Il en résulta que l’école fut en révolte ouverte pendant plusieurs jours. Une punition générale fut infligée et deux pages de chambre, des plus sympathiques, furent expulsés.

Ensuite, le capitaine B… se mit à faire des apparitions dans les salles de classe, où nous avions coutume de passer une heure le matin avant la classe à préparer nos leçons. Nous nous considérions comme étant là sous la garde de nos professeurs et nous étions heureux d’échapper ainsi à nos chefs militaires. Nous étions froissés par cette intrusion du capitaine, et un jour j’exprimai hautement notre mécontentement en disant que c’était là la place de l’inspecteur des classes et non la sienne. Cet excès de franchise me coûta plusieurs semaines d’arrêt, et peut-être aurais-je été expulsé de l’école si l’inspecteur des classes, son adjoint et même notre vieux directeur, n’avaient jugé qu’après tout j’avais simplement exprimé tout haut ce qu’ils pensaient tous eux-mêmes.

Ces incidents étaient à peine passés que la mort de l’impératrice douairière, — la veuve de Nicolas Ier, — vint interrompre de nouveau notre travail.

Lors des obsèques des têtes couronnées on essaye toujours de produire une profonde impression sur les foules, et il faut avouer que ce but est atteint. Le corps de l’Impératrice fut amené à Tsarkoïé Selo, où elle était morte, à Pétersbourg. Puis, suivi de la famille impériale, de tous les hauts dignitaires de l’État, et de milliers de fonctionnaires et de corporations, et précédé de centaines d’ecclésiastiques et de chantres, il fut conduit de la gare, à travers les principales rues, à la forteresse où il devait reposer plusieurs semaines sur un lit de parade. Cent mille hommes de la Garde faisaient la haie dans les rues, et des milliers de personnes, vêtues des plus superbes uniformes, précédaient, accompagnaient et suivaient le char mortuaire en une procession solennelle.

Aux principaux carrefours on chantait des litanies ; et les sonneries des cloches des églises, les voix des chœurs innombrables, les musiques militaires, tout cet appareil imposant faisait croire au peuple que des foules immenses pleuraient réellement la perte de l’Impératrice.

Tant que le corps resta sur le lit de parade à la cathédrale de la forteresse, les pages, ainsi que nombre d’officiers et de fonctionnaires, devaient monter la garde autour nuit et jour. Trois pages de chambre et trois demoiselles d’honneur se tenaient toujours près du cercueil placé sur un haut piédestal, tandis qu’une vingtaine de pages étaient postés sur l’estrade où l’on chantait des litanies deux fois par jour en présence de l’empereur et de toute sa famille. Par conséquent, chaque semaine à peu près la moitié du corps des Pages se rendait à la forteresse pour y loger. Nous étions relevés toutes les deux heures, et de jour le service n’était pas difficile ; mais quand nous devions nous lever la nuit, revêtir nos uniformes de Cour, puis traverser les cours intérieures sombres et tristes pour arriver à la cathédrale, au son funèbre du carillon de la forteresse, un frisson me prenait à l’idée des prisonniers emmurés quelque part dans cette Bastille russe. « Qui sait, pensais-je, si à mon tour je n’irai pas les rejoindre un jour ou l’autre ? »

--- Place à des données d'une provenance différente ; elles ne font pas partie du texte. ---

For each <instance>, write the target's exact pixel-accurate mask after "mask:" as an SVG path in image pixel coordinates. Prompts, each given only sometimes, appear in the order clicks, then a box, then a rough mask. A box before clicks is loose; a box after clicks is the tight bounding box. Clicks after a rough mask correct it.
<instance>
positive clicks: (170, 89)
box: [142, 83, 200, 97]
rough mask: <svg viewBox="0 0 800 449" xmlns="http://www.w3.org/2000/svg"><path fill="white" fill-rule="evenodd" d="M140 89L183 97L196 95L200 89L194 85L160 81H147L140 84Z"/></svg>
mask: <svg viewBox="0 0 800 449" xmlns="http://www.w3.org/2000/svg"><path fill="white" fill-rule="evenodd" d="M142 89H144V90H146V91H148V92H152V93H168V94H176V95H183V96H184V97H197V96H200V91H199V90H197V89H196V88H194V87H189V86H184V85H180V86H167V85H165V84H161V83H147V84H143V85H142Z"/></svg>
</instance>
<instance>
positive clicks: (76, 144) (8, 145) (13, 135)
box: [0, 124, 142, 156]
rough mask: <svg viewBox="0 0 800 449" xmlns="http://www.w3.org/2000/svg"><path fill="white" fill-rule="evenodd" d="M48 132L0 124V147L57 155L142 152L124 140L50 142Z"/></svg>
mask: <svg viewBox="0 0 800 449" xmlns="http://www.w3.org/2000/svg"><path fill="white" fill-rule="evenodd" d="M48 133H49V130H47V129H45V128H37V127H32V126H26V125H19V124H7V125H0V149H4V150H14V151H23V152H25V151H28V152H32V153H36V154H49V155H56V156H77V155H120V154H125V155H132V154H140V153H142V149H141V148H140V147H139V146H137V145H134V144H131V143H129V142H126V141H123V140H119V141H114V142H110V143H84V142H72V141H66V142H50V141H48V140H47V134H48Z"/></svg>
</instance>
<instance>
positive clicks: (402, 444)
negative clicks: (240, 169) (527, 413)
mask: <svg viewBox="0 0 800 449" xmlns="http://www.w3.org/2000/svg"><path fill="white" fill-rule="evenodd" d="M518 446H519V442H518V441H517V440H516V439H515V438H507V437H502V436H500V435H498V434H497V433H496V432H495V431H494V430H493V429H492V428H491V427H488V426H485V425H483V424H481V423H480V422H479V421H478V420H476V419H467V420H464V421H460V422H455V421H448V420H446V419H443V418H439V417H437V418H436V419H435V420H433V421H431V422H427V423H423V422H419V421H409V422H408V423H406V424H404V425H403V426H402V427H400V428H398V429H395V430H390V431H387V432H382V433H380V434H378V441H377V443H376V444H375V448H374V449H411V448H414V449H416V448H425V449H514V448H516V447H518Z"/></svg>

Pendant les obsèques se produisait un accident qui aurait pu avoir de sérieuses conséquences. On avait élevé un immense dais au-dessus du cercueil, sous le dôme de la cathédrale. C’était imposant, mais nous autres gamins eûmes bientôt découvert que la couronne était faite de carton doré et de bois ; que le manteau n’était de velours que dans sa partie inférieure tandis que plus haut il était de coton rouge ; que la doublure d’hermine n’était que de la flanelle de coton et du cygne sur lequel on avait semé des queues noires d’écureuil ; et que les écussons représentant les armes de la Russie voilés de crêpe noir, étaient en simple carton. Mais la foule qu’on autorisait à certaines heures, le soir, à passer près du cercueil et à baiser hâtivement le brocart d’or qui le couvrait, n’avait sûrement pas le temps d’examiner de près l’hermine en flanelle et les écussons de carton, et l’effet théâtral désire était obtenu à très bon marché.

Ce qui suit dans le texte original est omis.